What makes a successful professional? Asking questions.
Don't be afraid to ask questions.
A few weeks ago, I was in a meeting with the CEO of a very successful company— one you certainly know. About halfway through the meeting, one of our people mentioned something about retail in China. He perked up and immediately started peppering her with questions — to the point where the meeting almost got derailed.
I mention this because no one would doubt he’s a successful professional. He runs a thriving business with a global portfolio of brands. And yet, when he found a subject that he didn’t know about, he began asking questions.
You might think good professionals work hard, inspire others, or negotiate well, but maybe their most critical quality is that they aren’t afraid to ask questions. Here are a few reasons I think this might be:
Questions show confidence. Contrary to popular belief, know-it-alls don’t know it all. Asking questions shows that you’re confident enough to admit what you don’t know. That enables you to grow and learn. That CEO certainly learned a lot about Chinese retail that day.
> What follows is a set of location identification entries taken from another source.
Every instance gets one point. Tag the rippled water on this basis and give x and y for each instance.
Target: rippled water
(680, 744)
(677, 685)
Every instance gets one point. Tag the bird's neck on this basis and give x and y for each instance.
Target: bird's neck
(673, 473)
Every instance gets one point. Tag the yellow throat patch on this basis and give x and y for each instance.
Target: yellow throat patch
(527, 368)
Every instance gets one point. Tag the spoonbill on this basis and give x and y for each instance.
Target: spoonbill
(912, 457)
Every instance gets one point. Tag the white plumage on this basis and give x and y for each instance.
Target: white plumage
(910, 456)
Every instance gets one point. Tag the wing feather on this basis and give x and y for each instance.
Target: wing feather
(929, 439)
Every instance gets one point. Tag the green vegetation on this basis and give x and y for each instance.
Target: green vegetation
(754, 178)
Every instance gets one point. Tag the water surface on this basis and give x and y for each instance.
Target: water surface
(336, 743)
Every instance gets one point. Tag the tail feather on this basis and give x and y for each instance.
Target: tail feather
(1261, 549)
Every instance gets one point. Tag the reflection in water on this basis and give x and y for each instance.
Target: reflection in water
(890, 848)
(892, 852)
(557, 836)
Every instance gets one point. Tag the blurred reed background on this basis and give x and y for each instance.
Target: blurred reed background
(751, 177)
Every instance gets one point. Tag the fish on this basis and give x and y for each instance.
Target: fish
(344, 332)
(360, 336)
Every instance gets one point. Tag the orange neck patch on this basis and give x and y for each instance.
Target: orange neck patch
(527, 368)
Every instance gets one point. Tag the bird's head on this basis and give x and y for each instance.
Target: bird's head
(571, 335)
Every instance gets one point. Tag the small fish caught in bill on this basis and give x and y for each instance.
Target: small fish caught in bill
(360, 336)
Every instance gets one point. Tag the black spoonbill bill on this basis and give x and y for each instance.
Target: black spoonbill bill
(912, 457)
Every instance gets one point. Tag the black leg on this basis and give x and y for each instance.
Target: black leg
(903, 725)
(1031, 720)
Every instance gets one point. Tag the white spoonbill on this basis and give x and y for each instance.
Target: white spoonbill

Questions show vulnerability and openness. By asking questions, you show that you’re not the big dog in the room, which encourages others to open up about what they don’t know. This enables a freer and franker exchange of ideas.
Questions often show preparation. You might think that asking questions shows a poor command of a subject, but it’s actually the opposite. If you have a series of questions to ask in every meeting, it shows that you’re on top of what’s going on in the business and have identified the gaps.
Questions kill dead time. I love it when someone shows up to a job interview with a piece of paper in their hands filled with questions. It not only shows their curiosity, it also prevents us from having an awkward pause in the conversation.
Questions sell. This may sound counterintuitive, but asking questions is a great sales strategy. When I was 21 and launched my first company, I had no idea about my clients’ business. But I learned, almost by accident, that asking questions is a great way to sell yourself and your company. It allows others to feel empowered, and shows you’re interested and engaged in their passion. That makes them much more likely to trust you and want to work with you.
The biggest hurdle for most people in asking questions, of course, is that someone will say something like, “Dude, do your homework before you come to class.” That does happen, of course. But not often, and typically only with people who aren’t real professionals anyway. If you start asking good questions, you’ll likely find it helps you make deeper connections and ultimately boosts your career. At the very least, you’ll end up knowing more than you did before. And that’s never a bad thing.